'Moderate' Sheik threatens Australia: Publishing cartoons "could disturb people who can do things we don't want them to do"
February 5, 2006
Don't reprint cartoons begs Sheikh
A senior Islamic cleric has called on Australia's media not to publish the cartoons which have sparked riots across the Muslim world.
Sheikh Fehmi El-Imam, the general secretary of the Board of Imams of Victoria, warned reprinting the cartoons here could "disturb people who can do things that we don't want them to do".
"In some parts of the world there is rioting against the Danish and the Dutch, we don't want that in Australia," the sheikh said.
"Unfortunately, New Zealand has (published the cartoons) ... I'm trying to avoid, to put far away, any possibility of disturbing the peace in Australia."
The hand drawn caricatures of the Prophet Mohammed, first published in a Danish newspaper, hit a nerve in the Arab and Islamic world.
They have since been republished by newspapers across Europe and New Zealand, in a move defended by media companies as making a stand for free speech.
Sheikh El-Imam said his call to Australia's media not to follow those companies was an "advisory gesture" in the hope the nation's "atmosphere of peace" would not be broken.
The Mosque sheikh, considered a moderate voice amongst Australia's Muslim clerics, is based at the Preston Mosque in Melbourne's north.
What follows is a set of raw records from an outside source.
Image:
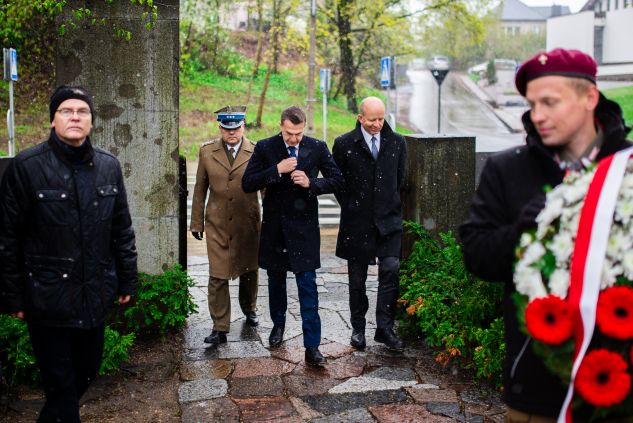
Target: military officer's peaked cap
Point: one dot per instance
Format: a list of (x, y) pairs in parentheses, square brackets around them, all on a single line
[(563, 62), (231, 117)]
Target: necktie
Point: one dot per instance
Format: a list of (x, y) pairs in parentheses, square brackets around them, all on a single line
[(374, 149), (231, 155)]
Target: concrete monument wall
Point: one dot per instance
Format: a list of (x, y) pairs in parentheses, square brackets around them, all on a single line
[(135, 89), (439, 182)]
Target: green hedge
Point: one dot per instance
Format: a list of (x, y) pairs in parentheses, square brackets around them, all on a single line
[(160, 306), (456, 313)]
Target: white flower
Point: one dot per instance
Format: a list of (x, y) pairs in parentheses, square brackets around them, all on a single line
[(627, 264), (559, 282), (525, 240), (618, 242), (562, 246), (610, 271), (533, 253), (528, 281), (624, 209)]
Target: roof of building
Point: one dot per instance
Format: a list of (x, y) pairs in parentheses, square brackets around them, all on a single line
[(515, 10)]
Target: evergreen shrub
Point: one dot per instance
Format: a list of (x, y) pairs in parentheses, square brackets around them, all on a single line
[(459, 315), (161, 304)]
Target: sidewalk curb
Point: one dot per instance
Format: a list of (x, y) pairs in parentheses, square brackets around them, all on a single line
[(485, 99)]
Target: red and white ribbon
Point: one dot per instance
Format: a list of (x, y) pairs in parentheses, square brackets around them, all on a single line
[(588, 257)]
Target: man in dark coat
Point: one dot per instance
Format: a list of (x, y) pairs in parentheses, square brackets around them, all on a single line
[(372, 159), (569, 125), (67, 249), (287, 166)]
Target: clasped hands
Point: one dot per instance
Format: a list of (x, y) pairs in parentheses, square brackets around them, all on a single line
[(298, 177)]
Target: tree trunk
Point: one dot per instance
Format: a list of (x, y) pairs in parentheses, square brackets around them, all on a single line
[(260, 42), (348, 73), (216, 35), (262, 98)]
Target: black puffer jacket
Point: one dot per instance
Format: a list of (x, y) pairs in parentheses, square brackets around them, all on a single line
[(67, 246), (510, 180)]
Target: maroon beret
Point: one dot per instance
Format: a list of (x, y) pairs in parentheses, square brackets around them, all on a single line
[(559, 61)]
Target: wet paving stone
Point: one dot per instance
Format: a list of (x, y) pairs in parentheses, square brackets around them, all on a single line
[(367, 384), (446, 409), (358, 415), (202, 389), (304, 385), (405, 413), (335, 350), (213, 369), (216, 410), (304, 411), (273, 409), (330, 404), (256, 386), (424, 396), (393, 373), (268, 366)]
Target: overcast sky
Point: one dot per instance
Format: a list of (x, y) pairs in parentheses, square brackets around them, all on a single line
[(574, 5)]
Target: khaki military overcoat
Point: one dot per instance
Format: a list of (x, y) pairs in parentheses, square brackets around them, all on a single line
[(231, 221)]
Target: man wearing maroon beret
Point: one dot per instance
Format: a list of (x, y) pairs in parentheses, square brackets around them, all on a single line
[(570, 124)]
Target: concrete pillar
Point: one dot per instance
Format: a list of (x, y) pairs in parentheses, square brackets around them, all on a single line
[(439, 183), (135, 88)]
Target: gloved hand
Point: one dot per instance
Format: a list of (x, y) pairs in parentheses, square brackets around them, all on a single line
[(527, 217)]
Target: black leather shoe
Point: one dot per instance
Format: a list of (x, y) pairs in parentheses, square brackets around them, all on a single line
[(216, 338), (251, 319), (391, 341), (358, 339), (276, 336), (314, 357)]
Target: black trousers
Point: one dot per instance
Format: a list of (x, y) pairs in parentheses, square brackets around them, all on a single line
[(69, 360), (388, 283)]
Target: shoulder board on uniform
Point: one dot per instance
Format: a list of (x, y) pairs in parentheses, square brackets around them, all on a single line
[(210, 142)]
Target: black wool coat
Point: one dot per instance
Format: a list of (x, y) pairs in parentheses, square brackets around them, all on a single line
[(67, 246), (510, 180), (371, 212), (290, 236)]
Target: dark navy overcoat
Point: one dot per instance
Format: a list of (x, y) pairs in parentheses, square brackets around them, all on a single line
[(290, 236)]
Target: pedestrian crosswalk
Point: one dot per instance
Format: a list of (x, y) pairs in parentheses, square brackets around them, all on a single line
[(329, 210)]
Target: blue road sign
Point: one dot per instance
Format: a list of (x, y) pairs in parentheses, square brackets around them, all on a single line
[(385, 71), (13, 64)]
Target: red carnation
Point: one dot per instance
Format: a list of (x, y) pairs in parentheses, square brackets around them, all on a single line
[(548, 320), (602, 378), (614, 315)]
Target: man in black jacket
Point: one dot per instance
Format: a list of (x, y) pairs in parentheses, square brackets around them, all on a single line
[(569, 124), (287, 166), (372, 159), (67, 249)]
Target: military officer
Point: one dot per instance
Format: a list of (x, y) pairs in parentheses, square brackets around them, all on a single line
[(231, 221)]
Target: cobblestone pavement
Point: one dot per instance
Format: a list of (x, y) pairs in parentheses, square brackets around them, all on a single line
[(245, 380)]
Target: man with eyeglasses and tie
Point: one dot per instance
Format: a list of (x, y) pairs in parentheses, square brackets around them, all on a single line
[(231, 221), (372, 159), (287, 166), (67, 250)]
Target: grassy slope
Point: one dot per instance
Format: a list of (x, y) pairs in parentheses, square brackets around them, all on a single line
[(623, 96), (201, 93)]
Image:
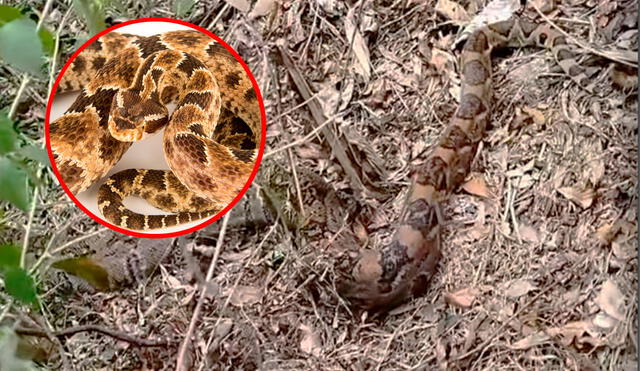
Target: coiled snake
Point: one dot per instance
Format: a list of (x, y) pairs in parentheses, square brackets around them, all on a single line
[(383, 278), (210, 140)]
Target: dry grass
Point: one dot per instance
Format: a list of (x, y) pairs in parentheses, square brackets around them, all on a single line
[(539, 274)]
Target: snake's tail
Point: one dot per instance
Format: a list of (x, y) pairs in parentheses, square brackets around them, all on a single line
[(158, 187), (382, 279)]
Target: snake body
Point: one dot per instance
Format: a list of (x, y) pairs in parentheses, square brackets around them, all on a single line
[(383, 278), (210, 141)]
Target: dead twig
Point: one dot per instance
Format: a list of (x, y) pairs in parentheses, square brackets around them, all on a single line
[(119, 335)]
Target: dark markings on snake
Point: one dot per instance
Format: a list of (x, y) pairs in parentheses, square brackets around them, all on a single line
[(79, 64), (193, 146), (232, 79), (189, 64), (98, 63), (200, 99), (149, 45), (250, 94), (242, 155)]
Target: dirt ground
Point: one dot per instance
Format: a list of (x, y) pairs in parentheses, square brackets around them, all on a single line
[(539, 267)]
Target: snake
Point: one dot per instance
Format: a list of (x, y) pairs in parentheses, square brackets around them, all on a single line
[(380, 279), (210, 140)]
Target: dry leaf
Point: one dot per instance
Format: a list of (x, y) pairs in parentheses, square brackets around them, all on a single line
[(310, 342), (362, 64), (462, 298), (535, 114), (241, 5), (580, 332), (441, 60), (477, 186), (607, 233), (452, 11), (584, 198), (245, 295), (528, 233), (531, 340), (611, 300), (517, 288), (262, 8)]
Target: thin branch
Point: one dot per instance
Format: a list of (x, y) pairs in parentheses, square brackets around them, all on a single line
[(119, 335), (181, 358), (303, 140)]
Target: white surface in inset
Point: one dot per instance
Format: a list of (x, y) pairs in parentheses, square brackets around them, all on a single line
[(144, 154)]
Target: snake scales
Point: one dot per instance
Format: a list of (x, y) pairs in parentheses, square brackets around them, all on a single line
[(383, 278), (210, 141), (378, 280)]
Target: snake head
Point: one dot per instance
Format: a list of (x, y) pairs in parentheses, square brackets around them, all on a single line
[(132, 116)]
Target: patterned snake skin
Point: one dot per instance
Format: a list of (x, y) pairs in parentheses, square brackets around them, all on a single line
[(210, 140)]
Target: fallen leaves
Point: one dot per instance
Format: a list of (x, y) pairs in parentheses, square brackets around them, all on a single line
[(361, 64), (519, 287), (611, 301), (477, 186), (245, 295), (583, 197), (463, 298), (310, 342)]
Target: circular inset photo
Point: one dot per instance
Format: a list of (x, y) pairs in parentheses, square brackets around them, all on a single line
[(155, 127)]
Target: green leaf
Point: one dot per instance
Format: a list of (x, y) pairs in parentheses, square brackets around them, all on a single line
[(35, 153), (182, 8), (93, 13), (8, 135), (14, 184), (21, 47), (20, 285), (87, 269), (11, 346), (46, 38), (8, 14), (9, 257)]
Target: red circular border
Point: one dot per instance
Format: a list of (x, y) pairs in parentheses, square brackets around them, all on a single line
[(215, 217)]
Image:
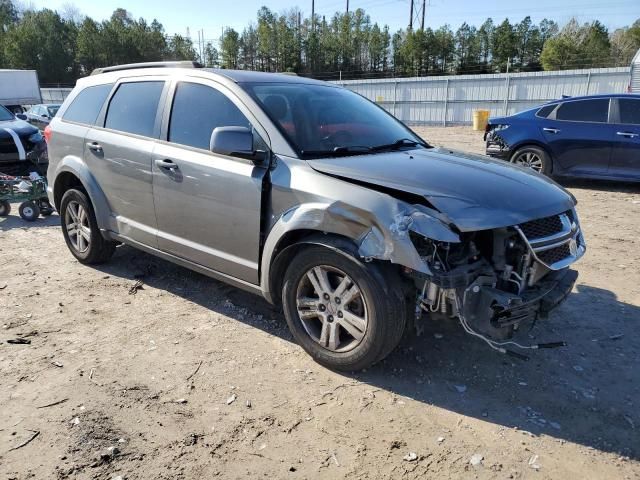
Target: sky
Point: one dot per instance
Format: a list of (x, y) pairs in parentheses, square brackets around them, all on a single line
[(213, 15)]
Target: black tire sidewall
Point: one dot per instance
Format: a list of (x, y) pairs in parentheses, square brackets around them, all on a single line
[(370, 284), (546, 159), (95, 252)]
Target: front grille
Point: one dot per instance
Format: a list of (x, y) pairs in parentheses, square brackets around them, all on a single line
[(543, 227), (554, 255)]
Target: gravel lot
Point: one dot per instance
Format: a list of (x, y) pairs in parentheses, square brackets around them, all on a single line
[(190, 378)]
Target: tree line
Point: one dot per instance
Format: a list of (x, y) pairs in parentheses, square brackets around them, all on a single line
[(63, 46)]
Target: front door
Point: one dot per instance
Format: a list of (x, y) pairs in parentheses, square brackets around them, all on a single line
[(119, 155), (208, 205), (580, 137), (625, 159)]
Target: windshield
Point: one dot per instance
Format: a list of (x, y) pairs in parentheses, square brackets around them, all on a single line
[(5, 114), (322, 121)]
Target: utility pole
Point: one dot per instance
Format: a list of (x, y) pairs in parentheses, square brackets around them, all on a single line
[(411, 16)]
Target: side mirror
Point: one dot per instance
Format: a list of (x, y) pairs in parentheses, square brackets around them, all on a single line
[(236, 142)]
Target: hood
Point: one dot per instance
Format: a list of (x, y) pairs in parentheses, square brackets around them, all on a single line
[(21, 127), (473, 191)]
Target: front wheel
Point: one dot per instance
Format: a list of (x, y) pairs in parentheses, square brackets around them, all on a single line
[(80, 229), (347, 315), (534, 158)]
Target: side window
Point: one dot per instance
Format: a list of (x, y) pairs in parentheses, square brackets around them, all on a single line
[(596, 110), (197, 110), (546, 110), (133, 107), (86, 107), (629, 111)]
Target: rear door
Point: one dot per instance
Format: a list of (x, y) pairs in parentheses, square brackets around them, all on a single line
[(579, 137), (118, 153), (625, 159), (208, 205)]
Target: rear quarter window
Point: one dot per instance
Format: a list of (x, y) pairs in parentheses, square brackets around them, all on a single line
[(629, 111), (86, 107), (596, 110), (545, 111), (133, 107)]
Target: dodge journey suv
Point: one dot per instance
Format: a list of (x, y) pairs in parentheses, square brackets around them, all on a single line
[(315, 198)]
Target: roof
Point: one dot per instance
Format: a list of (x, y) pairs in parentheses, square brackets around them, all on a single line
[(600, 95), (249, 76)]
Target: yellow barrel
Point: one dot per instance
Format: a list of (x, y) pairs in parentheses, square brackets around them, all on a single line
[(480, 119)]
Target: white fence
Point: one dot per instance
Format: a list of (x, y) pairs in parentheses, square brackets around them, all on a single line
[(452, 99), (54, 95)]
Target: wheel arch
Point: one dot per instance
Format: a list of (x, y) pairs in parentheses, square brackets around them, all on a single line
[(532, 143), (73, 172), (293, 242)]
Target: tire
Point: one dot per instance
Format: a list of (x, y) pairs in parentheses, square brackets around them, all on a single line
[(378, 301), (534, 158), (5, 208), (29, 211), (80, 229)]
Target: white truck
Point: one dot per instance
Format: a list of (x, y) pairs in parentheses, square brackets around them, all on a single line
[(19, 87)]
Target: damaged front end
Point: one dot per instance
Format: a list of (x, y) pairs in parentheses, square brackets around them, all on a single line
[(495, 280)]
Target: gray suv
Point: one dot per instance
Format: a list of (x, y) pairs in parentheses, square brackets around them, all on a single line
[(312, 196)]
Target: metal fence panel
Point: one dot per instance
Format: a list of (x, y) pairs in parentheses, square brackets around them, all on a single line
[(452, 99), (54, 95)]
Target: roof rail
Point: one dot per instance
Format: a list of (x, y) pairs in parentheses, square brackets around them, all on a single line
[(132, 66)]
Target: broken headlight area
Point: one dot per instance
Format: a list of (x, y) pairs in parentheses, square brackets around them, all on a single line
[(494, 281)]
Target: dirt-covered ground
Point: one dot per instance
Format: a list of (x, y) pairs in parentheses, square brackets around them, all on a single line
[(189, 378)]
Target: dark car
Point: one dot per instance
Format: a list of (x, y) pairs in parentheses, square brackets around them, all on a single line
[(22, 146), (41, 115), (591, 137)]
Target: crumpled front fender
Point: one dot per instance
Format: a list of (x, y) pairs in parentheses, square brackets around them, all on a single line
[(380, 235)]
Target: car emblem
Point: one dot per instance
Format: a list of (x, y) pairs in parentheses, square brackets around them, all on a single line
[(573, 247)]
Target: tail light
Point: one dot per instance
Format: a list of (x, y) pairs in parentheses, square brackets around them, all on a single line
[(47, 134)]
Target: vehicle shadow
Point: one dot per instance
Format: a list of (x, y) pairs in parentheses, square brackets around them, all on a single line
[(584, 393), (13, 221), (600, 185)]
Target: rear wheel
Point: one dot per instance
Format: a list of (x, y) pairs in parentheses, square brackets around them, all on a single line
[(534, 158), (344, 313), (80, 229), (5, 208)]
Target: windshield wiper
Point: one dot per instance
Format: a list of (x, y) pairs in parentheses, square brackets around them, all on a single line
[(398, 144), (340, 151)]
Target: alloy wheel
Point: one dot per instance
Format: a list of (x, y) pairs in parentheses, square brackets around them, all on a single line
[(77, 225), (529, 159), (332, 308)]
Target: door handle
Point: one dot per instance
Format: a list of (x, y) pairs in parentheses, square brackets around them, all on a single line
[(94, 146), (166, 164), (627, 134)]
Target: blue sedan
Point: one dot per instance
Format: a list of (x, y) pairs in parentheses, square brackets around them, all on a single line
[(587, 137)]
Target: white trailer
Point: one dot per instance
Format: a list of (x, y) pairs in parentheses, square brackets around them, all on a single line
[(19, 87)]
He also agreed senior Muslim figures should send a call for calm to Muslims in Australia and across the world.
"We have already done that in the mosque, we are working together to try and defuse this," Sheikh El-Imam said.
The cartoons have been interpreted as blasphemous because Islamic law forbids any depiction of the Prophet Mohammed, favourable or otherwise.
Aggravating the affront was one caricature of Mohammed wearing a turban shaped as a bomb with a burning fuse.